Los ojos de Rocco Sudano empezaron a brillar, hasta su cabeza de bola de billar relució como si dentro se le hubiera encendido una bombilla. La boca se le ensanchó en una sonrisa.
– ¿Cómo no? ¿Cómo no? ¡La señora Dolores! -Y con cierta preocupación, añadió-: ¿Le ha ocurrido algo?
– Nada. Tal como le he dicho, soy agente de seguros. Es por el incidente que tuvo con el coche, ¿sabe?
– Claro.
– Bueno, pues ¿recuerda lo que hizo la señora ese día?
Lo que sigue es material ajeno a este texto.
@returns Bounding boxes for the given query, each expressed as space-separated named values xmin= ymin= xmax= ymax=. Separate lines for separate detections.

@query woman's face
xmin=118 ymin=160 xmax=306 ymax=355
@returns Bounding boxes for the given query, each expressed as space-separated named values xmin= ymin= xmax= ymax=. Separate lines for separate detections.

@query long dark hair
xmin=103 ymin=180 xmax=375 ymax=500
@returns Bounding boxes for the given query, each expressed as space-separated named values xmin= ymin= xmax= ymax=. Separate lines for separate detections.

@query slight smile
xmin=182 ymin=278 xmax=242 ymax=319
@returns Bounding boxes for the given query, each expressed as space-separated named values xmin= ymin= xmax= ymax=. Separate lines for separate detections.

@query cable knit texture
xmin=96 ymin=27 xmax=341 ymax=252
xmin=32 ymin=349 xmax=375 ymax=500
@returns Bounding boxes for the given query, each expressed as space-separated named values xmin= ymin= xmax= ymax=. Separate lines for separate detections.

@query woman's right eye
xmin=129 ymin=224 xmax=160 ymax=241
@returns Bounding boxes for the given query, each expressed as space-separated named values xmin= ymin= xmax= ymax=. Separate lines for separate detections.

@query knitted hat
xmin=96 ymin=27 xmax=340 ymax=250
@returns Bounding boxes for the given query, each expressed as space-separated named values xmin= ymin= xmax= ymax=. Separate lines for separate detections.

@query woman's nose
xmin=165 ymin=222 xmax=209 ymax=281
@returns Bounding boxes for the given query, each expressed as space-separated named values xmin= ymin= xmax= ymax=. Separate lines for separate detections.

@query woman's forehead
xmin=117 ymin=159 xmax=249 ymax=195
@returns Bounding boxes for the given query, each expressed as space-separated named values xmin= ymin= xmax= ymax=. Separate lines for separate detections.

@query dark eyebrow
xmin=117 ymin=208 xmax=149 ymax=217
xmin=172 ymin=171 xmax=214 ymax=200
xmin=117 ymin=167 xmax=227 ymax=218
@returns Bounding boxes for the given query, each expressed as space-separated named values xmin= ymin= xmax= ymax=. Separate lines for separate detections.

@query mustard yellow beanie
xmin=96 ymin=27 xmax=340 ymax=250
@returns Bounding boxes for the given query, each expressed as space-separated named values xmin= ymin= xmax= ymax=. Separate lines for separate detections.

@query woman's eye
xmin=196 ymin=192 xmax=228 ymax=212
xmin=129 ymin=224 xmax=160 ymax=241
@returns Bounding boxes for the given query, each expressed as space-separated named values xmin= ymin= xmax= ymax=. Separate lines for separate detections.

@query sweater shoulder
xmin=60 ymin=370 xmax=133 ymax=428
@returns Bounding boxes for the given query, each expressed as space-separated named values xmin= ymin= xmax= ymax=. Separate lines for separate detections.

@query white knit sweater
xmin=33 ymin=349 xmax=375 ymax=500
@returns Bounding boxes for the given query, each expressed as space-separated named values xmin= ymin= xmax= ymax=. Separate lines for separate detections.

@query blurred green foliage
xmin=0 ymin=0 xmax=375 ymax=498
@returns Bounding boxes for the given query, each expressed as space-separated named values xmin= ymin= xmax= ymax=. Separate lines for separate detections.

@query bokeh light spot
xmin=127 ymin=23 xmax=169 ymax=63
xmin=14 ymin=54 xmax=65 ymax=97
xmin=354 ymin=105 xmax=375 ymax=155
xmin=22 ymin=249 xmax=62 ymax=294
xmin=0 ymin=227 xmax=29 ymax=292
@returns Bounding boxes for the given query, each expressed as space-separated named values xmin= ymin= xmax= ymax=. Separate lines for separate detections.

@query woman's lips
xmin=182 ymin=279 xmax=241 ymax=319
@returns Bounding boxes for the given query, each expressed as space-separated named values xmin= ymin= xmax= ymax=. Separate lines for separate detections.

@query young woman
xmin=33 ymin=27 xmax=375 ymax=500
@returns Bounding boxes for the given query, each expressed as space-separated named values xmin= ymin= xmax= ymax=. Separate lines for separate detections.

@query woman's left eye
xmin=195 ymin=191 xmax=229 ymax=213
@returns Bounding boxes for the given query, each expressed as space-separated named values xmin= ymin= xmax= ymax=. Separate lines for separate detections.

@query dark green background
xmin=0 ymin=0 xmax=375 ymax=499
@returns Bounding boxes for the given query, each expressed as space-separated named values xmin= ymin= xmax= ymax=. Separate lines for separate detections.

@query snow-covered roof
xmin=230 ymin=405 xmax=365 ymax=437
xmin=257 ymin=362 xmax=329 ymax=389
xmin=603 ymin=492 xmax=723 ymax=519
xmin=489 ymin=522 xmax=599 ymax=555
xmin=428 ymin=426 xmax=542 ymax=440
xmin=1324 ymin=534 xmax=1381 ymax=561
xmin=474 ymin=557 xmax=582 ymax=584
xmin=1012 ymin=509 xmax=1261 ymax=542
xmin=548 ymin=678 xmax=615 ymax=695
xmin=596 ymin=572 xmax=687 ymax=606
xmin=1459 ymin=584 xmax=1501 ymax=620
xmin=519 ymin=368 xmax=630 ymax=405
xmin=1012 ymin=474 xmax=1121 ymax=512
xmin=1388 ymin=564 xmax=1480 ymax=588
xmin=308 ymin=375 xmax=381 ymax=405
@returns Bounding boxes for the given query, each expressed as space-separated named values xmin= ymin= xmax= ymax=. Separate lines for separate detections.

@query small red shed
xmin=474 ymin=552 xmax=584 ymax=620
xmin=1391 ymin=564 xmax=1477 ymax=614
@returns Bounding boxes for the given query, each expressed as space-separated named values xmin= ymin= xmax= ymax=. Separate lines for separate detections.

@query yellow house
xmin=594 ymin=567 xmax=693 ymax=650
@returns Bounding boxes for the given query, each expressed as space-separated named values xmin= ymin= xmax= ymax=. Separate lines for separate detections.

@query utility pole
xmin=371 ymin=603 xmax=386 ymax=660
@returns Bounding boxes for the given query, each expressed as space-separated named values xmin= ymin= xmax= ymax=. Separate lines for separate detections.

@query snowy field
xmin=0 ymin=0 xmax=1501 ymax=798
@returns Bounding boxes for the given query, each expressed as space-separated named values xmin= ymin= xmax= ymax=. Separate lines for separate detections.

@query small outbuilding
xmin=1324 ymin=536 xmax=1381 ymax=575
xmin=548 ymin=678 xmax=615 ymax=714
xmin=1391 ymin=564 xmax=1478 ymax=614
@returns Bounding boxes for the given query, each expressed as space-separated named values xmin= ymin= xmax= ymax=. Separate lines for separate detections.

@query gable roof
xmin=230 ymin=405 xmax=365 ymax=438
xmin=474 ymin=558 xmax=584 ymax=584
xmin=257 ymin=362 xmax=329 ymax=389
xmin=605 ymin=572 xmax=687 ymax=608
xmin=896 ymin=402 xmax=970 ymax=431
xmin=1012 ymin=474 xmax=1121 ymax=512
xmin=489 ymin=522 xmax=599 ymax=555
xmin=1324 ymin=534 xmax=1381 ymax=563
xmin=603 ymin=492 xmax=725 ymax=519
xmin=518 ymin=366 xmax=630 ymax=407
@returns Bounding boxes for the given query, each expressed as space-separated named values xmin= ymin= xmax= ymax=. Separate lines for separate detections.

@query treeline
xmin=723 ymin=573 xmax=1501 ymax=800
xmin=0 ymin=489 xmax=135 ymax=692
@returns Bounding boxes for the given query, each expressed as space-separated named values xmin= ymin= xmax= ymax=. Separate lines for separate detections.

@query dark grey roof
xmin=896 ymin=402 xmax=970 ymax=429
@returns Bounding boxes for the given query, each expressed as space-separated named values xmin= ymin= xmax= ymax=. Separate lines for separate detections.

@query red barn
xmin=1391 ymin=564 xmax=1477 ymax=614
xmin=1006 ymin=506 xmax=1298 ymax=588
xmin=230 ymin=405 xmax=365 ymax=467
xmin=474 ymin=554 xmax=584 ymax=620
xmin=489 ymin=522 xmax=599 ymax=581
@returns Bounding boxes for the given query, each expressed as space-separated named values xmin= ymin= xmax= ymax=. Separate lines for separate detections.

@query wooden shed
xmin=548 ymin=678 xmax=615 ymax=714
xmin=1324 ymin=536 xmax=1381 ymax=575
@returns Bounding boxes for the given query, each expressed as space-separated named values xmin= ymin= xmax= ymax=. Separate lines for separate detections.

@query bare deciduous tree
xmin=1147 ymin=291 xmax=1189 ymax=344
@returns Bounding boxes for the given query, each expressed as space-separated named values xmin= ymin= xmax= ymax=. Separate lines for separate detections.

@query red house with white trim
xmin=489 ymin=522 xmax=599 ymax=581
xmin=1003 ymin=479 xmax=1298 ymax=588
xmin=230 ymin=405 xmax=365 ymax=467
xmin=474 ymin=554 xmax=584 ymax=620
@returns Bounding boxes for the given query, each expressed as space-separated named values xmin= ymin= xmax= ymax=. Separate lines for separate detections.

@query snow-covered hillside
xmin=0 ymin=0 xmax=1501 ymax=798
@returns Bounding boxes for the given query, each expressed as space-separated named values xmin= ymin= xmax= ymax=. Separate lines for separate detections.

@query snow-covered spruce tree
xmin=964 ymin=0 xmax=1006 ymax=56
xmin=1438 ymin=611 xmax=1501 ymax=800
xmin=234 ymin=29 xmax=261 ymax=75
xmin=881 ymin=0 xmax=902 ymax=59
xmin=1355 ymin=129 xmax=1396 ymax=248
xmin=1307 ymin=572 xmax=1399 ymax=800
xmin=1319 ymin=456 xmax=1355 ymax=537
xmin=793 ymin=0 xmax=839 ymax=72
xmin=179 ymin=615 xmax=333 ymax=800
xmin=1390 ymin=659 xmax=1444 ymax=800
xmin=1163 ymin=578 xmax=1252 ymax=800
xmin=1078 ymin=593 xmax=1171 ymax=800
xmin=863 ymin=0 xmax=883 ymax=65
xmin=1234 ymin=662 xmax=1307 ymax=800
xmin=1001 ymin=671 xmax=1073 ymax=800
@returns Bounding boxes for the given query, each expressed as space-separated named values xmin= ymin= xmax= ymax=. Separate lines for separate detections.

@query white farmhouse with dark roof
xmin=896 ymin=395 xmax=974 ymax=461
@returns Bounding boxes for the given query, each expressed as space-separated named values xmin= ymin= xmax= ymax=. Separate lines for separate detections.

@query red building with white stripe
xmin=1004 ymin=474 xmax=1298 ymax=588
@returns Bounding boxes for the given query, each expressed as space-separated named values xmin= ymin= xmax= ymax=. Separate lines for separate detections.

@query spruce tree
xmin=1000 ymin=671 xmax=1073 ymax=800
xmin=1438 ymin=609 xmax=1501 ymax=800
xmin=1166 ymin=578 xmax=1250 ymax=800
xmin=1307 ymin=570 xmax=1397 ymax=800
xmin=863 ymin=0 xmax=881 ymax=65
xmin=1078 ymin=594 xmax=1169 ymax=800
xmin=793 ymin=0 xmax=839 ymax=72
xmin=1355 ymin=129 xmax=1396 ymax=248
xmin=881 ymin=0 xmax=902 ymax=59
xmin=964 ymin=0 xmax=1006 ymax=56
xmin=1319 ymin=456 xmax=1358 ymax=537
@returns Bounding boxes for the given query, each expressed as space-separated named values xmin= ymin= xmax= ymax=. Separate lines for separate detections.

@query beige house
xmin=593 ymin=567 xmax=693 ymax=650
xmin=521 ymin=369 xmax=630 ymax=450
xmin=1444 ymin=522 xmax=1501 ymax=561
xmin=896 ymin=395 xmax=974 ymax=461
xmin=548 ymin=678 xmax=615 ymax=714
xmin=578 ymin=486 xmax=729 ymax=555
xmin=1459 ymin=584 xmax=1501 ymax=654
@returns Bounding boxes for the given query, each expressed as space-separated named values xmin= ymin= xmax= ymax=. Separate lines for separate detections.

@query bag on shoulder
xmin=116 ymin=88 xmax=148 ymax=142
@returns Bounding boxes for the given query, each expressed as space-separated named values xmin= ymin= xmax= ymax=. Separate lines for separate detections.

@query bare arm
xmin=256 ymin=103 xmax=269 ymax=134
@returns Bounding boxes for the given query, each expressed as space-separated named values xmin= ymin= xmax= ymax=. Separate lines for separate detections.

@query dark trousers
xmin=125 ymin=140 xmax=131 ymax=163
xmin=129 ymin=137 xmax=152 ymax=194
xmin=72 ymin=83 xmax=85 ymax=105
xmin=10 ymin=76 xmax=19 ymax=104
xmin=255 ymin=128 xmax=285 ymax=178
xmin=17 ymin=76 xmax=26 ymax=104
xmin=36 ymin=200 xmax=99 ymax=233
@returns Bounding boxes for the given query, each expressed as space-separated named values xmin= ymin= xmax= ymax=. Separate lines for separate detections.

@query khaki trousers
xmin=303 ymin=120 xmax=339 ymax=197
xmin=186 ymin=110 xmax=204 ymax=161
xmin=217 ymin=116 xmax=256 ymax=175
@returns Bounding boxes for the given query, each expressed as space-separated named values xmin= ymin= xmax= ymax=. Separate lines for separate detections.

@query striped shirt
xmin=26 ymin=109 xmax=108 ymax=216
– Pues sí. Mujeres como ésa no se ven muchas por aquí, ¡ni siquiera en temporada alta! Primero descansó un par de horas en una habitación. No se había hecho nada, pero estaba muy nerviosa. Yo le llevé personalmente una taza de manzanilla. Ella estaba en la cama… -Se perdió en el recuerdo con ojos soñadores y, sin darse cuenta, empezó a lamerse los labios.
Montalbano lo despertó.
– ¿Recuerda a qué hora llegó?
– Pues… a las diez, diez y media.
– ¿Y después qué hizo?
– Comió en nuestro restaurante, que entonces estaba abierto, pues era temporada alta. Después dijo que quería ir a la playa. Volví a verla por la noche, pero no cenó, se fue a su habitación. A la mañana siguiente a las siete, Silvestre, el mecánico, le devolvió el coche. La señora pagó y se fue.
– Oiga, una última pregunta. ¿Entre Lido di Palmi y Gioia Tauro hay, qué sé yo, un autobús, un autocar, que una ambas localidades?
– Sí, en temporada alta. Hay varias conexiones aparte de las de Gioia Tauro y Palmi, naturalmente.
– O sea, que el cuatro de septiembre aún había conexiones, ¿no?
– Por aquí la temporada alta dura hasta finales de septiembre.
Montalbano consultó el reloj. Eran más de las cinco.
– Mire, señor Sudano, quisiera descansar una horita. ¿Tiene una habitación libre?
– Todas las que quiera. Estamos en temporada baja.